Analysis over the coming months will aim to produce a concentration curve for carbon-14 monoxide and hydroxyl over the decades, similar to the now-famous curves for carbon dioxide and methane. The curves show how gas concentrations have changed in the atmosphere since the industrial era.
Throughout the effort, Neff has also explored more lighthearted combinations of ice and air. During a trip in early 2016 to prepare for this effort, Neff did an unofficial experiment that went viral on social media when he posted it in February 2018. The video captures the sound a piece of ice makes when dropped down the tunnel created by an ice core drill.
Happy hump day. pic.twitter.com/dQtLPWQi7T
— Peter Neff (@peter_neff) February 28, 2018
He shared more photos and videos during this past winter’s expedition to Antarctica, sometimes within hours of returning from a remote camp to an internet-connected research station.
“It’s great to be able to share something about Antarctica, from Antarctica,” Neff said. “It’s a way that we as geoscientists can share with people the work that they help to support.”

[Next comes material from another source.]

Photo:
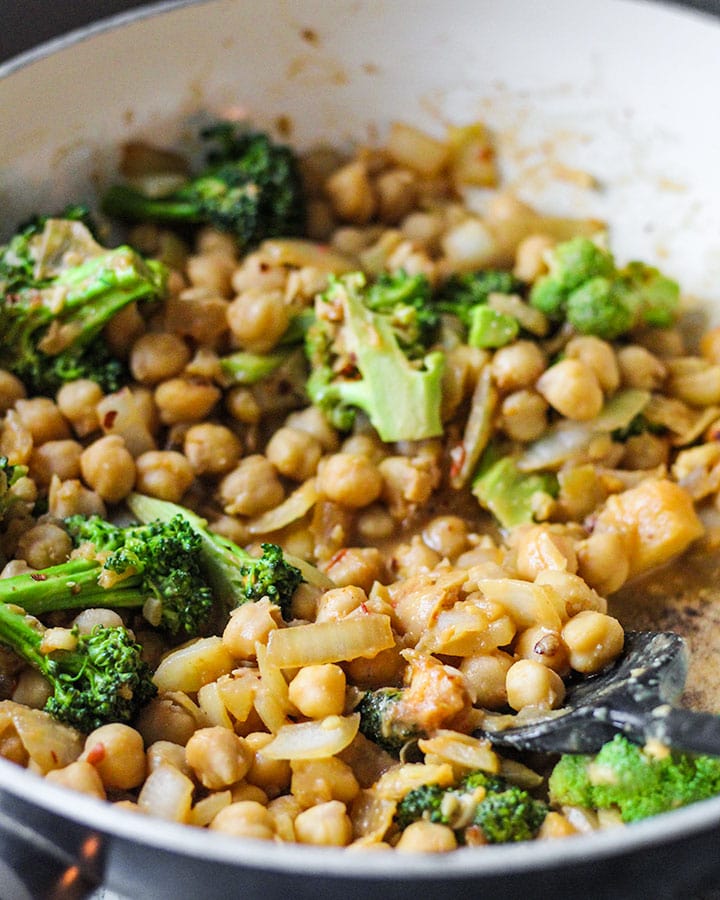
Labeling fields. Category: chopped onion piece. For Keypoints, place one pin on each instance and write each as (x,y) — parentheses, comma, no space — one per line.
(324,642)
(313,740)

The project is led by Petrenko at the University of Rochester and David Etheridge at the Commonwealth Scientific and Industrial Research Organisation in Australia. Other collaborators on the results being presented at the meeting in San Francisco include Scripps Institution of Oceanography, the Australian Nuclear Science and Technology Organisation, the Australian Antarctic Division and Oregon State University. The research was funded by the U.S. National Science Foundation and the Australian Antarctic Division.